The goal of QuoraClassifier is to make it as fast as possible to record a single decision: the primary category for a question. Recording the decision shouldn’t take much longer than deciding on the category.

QuoraClassifier is a simple WPF app. The UI language for WPF programs is XAML, which I used in last year’s project.

Like most of the tools I’ve built for the CPFAQ project, QuoraClassifier reads and writes tab-separated value (TSV) files. When it starts up, it reads a list of question data (titles, URLs, categories, etc.), which it keeps in memory. To save the classification results, it writes a TSV file in the same format. Since this is a quick and dirty tool, not a thoroughly tested application, I’m using two separate files to reduce the risk of data loss. Rather than overwriting the original file, I use two files that I can compare to verify that the changes are what I expect. If everything looks good, I can copy the output file onto the input file before the next classification session.

Once the input data loads, QuoraClassifier displays its single screen. The purpose of this UI is to 1) Display information about a question, and 2) Accept a classification choice. For maximum efficiency, the program lets me select a category using a single keystroke, at which point it displays the next question.

As shown in the screenshot at the top of this post, the UI includes the following fields:

  • Previous category: The category assigned to the previous question. Since the program moves to the next question as soon as it receives the classification choice for the current question, this field provides a way for me to check that I classified the previous question was the way I wanted.
  • Question title: The question title (from Quora).
  • Question URL: The Quora URL (not clickable).
  • View in Browser: A clickable version of the URL. This is a quick way to open the Quora question page, for cases when the title doesn’t provide enough information to classify the question.
  • Primary category: The primary category classification for the current question. Blank if it still needs classification.
  • Canonical title: A combo box containing a list of canonical titles that I have previously assigned to questions in this category, sorted in descending order by how often I used them. I haven’t implemented this yet, but I plan to use it to assign canonical titles once I’m done assigning categories.
  • Statistics: Total number of questions; number of questions with primary categories assigned; number of questions with canonical titles.
  • Last saved timestamp: When the output file was last written.

Instant Classification

To get through the questions in my list, I need to optimize the classification process. There’s a lower limit to how fast I can read a question title and decide how to classify it. For questions related to competitive programming, I’m probably already at the lower limit. So the only way to speed up the process is to optimize the act of recording a classification.

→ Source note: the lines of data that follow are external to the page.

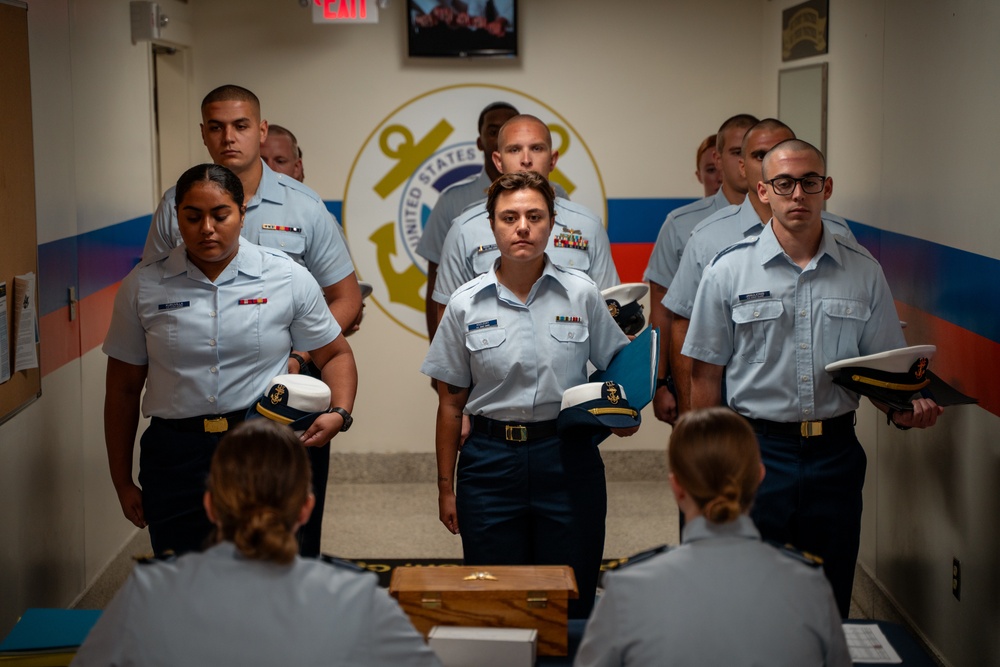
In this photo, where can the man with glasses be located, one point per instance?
(771, 312)
(719, 231)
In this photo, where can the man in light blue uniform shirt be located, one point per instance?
(457, 197)
(673, 237)
(281, 213)
(718, 232)
(578, 240)
(771, 312)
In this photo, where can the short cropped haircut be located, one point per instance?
(706, 145)
(797, 145)
(741, 120)
(520, 180)
(493, 107)
(231, 93)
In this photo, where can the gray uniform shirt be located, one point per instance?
(217, 608)
(721, 598)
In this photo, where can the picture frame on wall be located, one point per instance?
(462, 28)
(805, 30)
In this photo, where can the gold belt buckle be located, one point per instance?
(811, 429)
(517, 433)
(216, 425)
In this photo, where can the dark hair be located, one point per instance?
(714, 456)
(708, 143)
(259, 481)
(793, 145)
(492, 107)
(210, 173)
(231, 93)
(740, 120)
(520, 180)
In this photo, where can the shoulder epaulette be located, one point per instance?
(341, 562)
(150, 558)
(742, 243)
(577, 209)
(644, 555)
(812, 560)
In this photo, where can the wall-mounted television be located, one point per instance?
(462, 28)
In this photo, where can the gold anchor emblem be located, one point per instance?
(277, 393)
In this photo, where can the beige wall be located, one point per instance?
(642, 88)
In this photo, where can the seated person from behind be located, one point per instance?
(250, 599)
(722, 597)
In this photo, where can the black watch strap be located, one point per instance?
(348, 419)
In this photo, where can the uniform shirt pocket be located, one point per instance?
(843, 323)
(486, 351)
(755, 327)
(291, 243)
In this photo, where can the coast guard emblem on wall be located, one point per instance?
(409, 159)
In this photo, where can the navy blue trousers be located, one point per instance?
(811, 498)
(173, 469)
(536, 503)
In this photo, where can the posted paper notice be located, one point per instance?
(25, 355)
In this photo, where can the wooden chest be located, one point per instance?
(510, 596)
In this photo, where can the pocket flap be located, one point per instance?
(757, 311)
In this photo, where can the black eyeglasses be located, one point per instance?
(785, 185)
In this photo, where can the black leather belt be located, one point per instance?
(512, 431)
(204, 423)
(803, 429)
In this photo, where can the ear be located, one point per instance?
(762, 192)
(207, 502)
(678, 490)
(306, 510)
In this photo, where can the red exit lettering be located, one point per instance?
(343, 9)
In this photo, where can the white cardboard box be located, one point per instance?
(460, 646)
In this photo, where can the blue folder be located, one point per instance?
(42, 630)
(635, 368)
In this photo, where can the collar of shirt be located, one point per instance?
(769, 248)
(702, 529)
(268, 190)
(550, 271)
(248, 261)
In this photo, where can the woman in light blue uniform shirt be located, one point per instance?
(723, 597)
(250, 599)
(510, 343)
(204, 328)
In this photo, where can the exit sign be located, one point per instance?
(345, 11)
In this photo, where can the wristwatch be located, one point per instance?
(348, 419)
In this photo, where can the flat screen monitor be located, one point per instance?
(462, 28)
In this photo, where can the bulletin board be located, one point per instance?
(18, 237)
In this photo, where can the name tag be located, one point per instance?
(174, 305)
(482, 325)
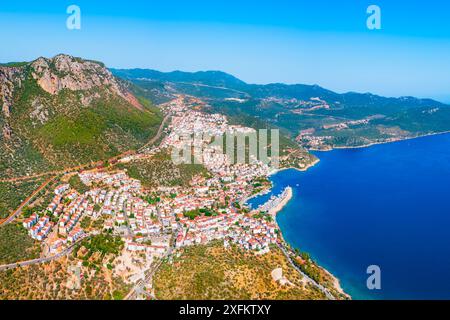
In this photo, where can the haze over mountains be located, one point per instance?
(61, 111)
(316, 117)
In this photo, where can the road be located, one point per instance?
(25, 203)
(72, 169)
(139, 287)
(158, 134)
(41, 260)
(310, 280)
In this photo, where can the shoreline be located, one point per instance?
(274, 212)
(336, 282)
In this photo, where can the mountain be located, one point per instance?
(316, 117)
(67, 111)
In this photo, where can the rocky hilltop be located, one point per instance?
(65, 110)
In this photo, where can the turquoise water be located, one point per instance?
(386, 205)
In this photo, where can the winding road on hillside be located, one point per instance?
(42, 260)
(25, 203)
(73, 169)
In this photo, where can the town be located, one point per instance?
(155, 222)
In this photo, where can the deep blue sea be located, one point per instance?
(386, 205)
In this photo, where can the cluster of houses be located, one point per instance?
(123, 201)
(38, 228)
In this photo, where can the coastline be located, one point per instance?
(336, 282)
(276, 210)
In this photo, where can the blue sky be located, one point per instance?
(314, 42)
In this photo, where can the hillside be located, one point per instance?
(316, 117)
(214, 272)
(66, 111)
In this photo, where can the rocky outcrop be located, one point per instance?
(9, 78)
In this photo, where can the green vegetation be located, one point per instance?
(76, 183)
(71, 127)
(55, 281)
(161, 171)
(103, 243)
(16, 245)
(213, 272)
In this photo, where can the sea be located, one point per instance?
(386, 206)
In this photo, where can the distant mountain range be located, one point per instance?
(316, 117)
(63, 111)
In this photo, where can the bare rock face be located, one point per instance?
(67, 72)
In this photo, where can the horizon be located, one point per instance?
(324, 43)
(447, 102)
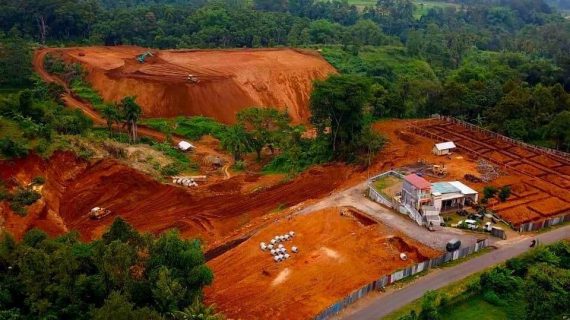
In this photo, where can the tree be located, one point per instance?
(236, 140)
(264, 125)
(111, 115)
(197, 310)
(559, 130)
(338, 103)
(130, 113)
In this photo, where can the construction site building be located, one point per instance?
(444, 148)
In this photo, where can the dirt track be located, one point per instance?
(337, 254)
(540, 182)
(227, 80)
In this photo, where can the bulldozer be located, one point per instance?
(142, 57)
(99, 213)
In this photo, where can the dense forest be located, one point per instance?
(503, 64)
(124, 275)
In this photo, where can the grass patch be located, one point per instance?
(453, 290)
(474, 308)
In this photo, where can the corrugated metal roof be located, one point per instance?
(445, 145)
(444, 187)
(417, 181)
(463, 188)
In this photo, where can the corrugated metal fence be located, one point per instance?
(533, 226)
(396, 276)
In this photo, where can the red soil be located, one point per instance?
(212, 212)
(229, 80)
(535, 179)
(550, 206)
(337, 255)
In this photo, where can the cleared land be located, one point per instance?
(539, 181)
(337, 254)
(226, 80)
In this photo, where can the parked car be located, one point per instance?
(453, 245)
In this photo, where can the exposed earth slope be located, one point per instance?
(223, 81)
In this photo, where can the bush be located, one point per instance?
(172, 169)
(12, 149)
(39, 180)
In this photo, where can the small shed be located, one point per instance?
(443, 148)
(185, 146)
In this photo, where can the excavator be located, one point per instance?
(142, 58)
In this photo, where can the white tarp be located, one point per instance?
(445, 145)
(463, 188)
(184, 145)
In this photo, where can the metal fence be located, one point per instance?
(533, 226)
(396, 276)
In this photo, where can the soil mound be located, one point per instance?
(213, 83)
(74, 186)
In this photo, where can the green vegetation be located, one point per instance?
(124, 275)
(532, 286)
(192, 128)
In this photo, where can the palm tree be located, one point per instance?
(111, 115)
(236, 140)
(131, 112)
(198, 311)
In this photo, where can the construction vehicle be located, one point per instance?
(142, 58)
(99, 213)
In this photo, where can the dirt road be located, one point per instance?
(396, 299)
(353, 197)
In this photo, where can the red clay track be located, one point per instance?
(211, 212)
(542, 187)
(228, 80)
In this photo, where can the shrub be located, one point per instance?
(12, 149)
(172, 169)
(39, 180)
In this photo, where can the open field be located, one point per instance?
(539, 181)
(334, 259)
(226, 80)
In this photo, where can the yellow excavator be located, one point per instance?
(142, 58)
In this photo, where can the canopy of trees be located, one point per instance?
(125, 275)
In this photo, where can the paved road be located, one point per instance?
(396, 299)
(353, 197)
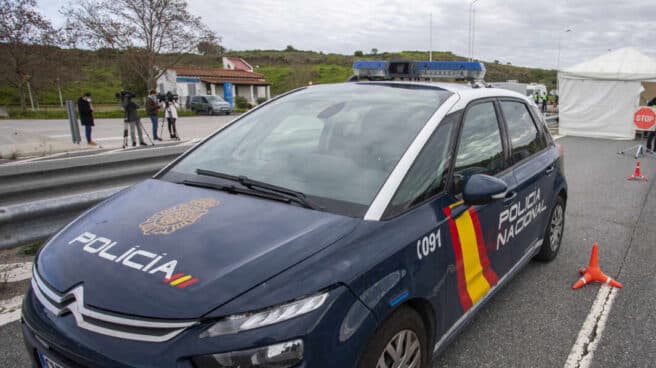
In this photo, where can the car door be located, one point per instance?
(479, 260)
(416, 213)
(534, 168)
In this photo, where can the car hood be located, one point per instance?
(214, 245)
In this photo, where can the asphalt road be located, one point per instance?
(108, 133)
(535, 320)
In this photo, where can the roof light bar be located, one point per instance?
(469, 70)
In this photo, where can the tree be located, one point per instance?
(143, 30)
(21, 28)
(211, 47)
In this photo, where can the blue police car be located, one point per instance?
(350, 225)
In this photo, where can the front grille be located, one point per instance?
(110, 324)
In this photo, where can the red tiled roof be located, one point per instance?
(246, 81)
(218, 73)
(240, 64)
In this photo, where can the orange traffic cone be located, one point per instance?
(637, 175)
(593, 273)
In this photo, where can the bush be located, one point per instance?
(241, 102)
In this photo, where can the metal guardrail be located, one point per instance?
(38, 198)
(34, 221)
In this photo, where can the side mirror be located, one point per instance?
(483, 189)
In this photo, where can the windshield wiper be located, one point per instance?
(263, 187)
(236, 190)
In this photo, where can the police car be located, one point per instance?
(351, 225)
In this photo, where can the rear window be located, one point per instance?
(524, 136)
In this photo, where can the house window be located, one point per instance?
(191, 89)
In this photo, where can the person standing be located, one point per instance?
(651, 135)
(133, 122)
(85, 110)
(152, 109)
(171, 114)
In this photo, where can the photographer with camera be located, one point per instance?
(86, 116)
(132, 120)
(152, 109)
(171, 113)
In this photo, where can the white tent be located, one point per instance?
(597, 98)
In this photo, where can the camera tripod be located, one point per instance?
(161, 129)
(640, 148)
(142, 129)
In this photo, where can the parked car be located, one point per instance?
(210, 105)
(348, 225)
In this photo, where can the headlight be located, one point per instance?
(283, 355)
(249, 321)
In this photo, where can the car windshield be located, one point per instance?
(337, 144)
(214, 99)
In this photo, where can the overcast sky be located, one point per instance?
(523, 32)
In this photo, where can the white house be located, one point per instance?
(236, 79)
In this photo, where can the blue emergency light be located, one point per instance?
(469, 70)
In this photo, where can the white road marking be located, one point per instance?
(60, 136)
(109, 139)
(588, 339)
(10, 310)
(15, 272)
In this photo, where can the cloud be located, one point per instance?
(518, 31)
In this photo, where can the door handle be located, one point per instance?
(510, 197)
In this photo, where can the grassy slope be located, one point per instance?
(98, 72)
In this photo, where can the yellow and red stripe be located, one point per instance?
(180, 280)
(475, 276)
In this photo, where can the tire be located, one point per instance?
(404, 327)
(553, 234)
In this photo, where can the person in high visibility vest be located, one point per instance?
(651, 135)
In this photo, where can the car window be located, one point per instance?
(480, 150)
(524, 136)
(333, 142)
(427, 176)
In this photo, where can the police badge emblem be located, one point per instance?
(172, 219)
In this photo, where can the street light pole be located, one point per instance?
(560, 36)
(470, 45)
(430, 38)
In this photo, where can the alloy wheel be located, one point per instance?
(402, 351)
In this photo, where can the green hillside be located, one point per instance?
(99, 73)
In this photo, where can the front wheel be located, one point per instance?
(400, 342)
(553, 235)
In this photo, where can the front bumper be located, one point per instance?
(63, 341)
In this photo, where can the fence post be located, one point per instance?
(72, 121)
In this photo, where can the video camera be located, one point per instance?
(124, 96)
(167, 97)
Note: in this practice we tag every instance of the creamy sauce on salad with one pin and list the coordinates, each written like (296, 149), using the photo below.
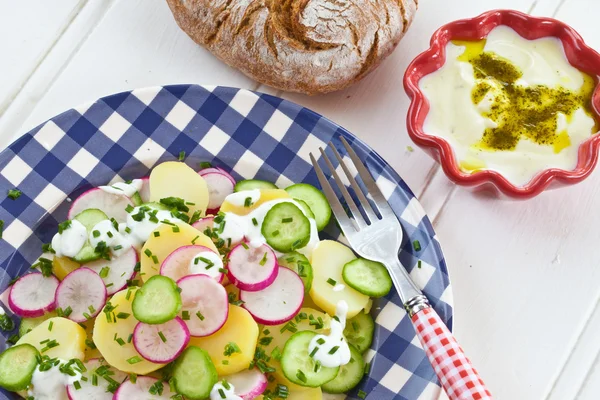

I decided that the fastest way to classify a question is using a single alphabetic key on the keyboard. Clicking with the mouse or tapping the screen is intuitive for many applications, but for speed, it’s hard to beat a keyboard interface. I assigned a unique letter to each category name. Since multiple categories start with the same letter, I couldn’t always use the first letter of the category. But it doesn’t take long to learn the letter associations: For example, P for People and R for PRoblems. The alternative, like pressing P once for People and twice for Problems, would just slow things down.

Here’s the category list:

  • Algorithms and data structures for competitive programming
  • Getting Better at competitive programming
  • Programming Contests
  • Exclude this question from the list (for off-topic questions)
  • General questions about competitive programming
  • MatH for competitive programming
  • Interviews and jobs in programming fields
  • BooKs about competitive programming
  • Programming Languages for competitive programming
  • Time Management for competitive programming practice
  • OrganizatioNs that competitive programmers join
  • Online judges
  • People who practice competitive programming (a.k.a. Competitive Programmers)
  • Competitive programming PRoblems (programming puzzles)
  • Getting Started with competitive programming
  • Tools for competitive programming
  • CoUrses for learning competitive programming
  • Competitive programming Vs. other types of programming (professional, hobbyist, academic, etc.)
  • Websites for studying competitive programming (other than online judge sites)
  • Y: Competitive programming coaches

And a few more keyboard commands:

  • Ctrl-F (Find): Navigate to the next uncategorized question.
  • Ctrl-S (Save): Write the output TSV.
  • Right/Left Arrow: Navigate to the next/previous question without changing a classification.
  • Spacebar: Navigate to the next question without changing a classification.

With these classification commands, I can classify a question in an average of 6.7 seconds. That’s about 30 hours for the ~16,000 questions in my list, or less than a month of calendar time at an hour or two per day.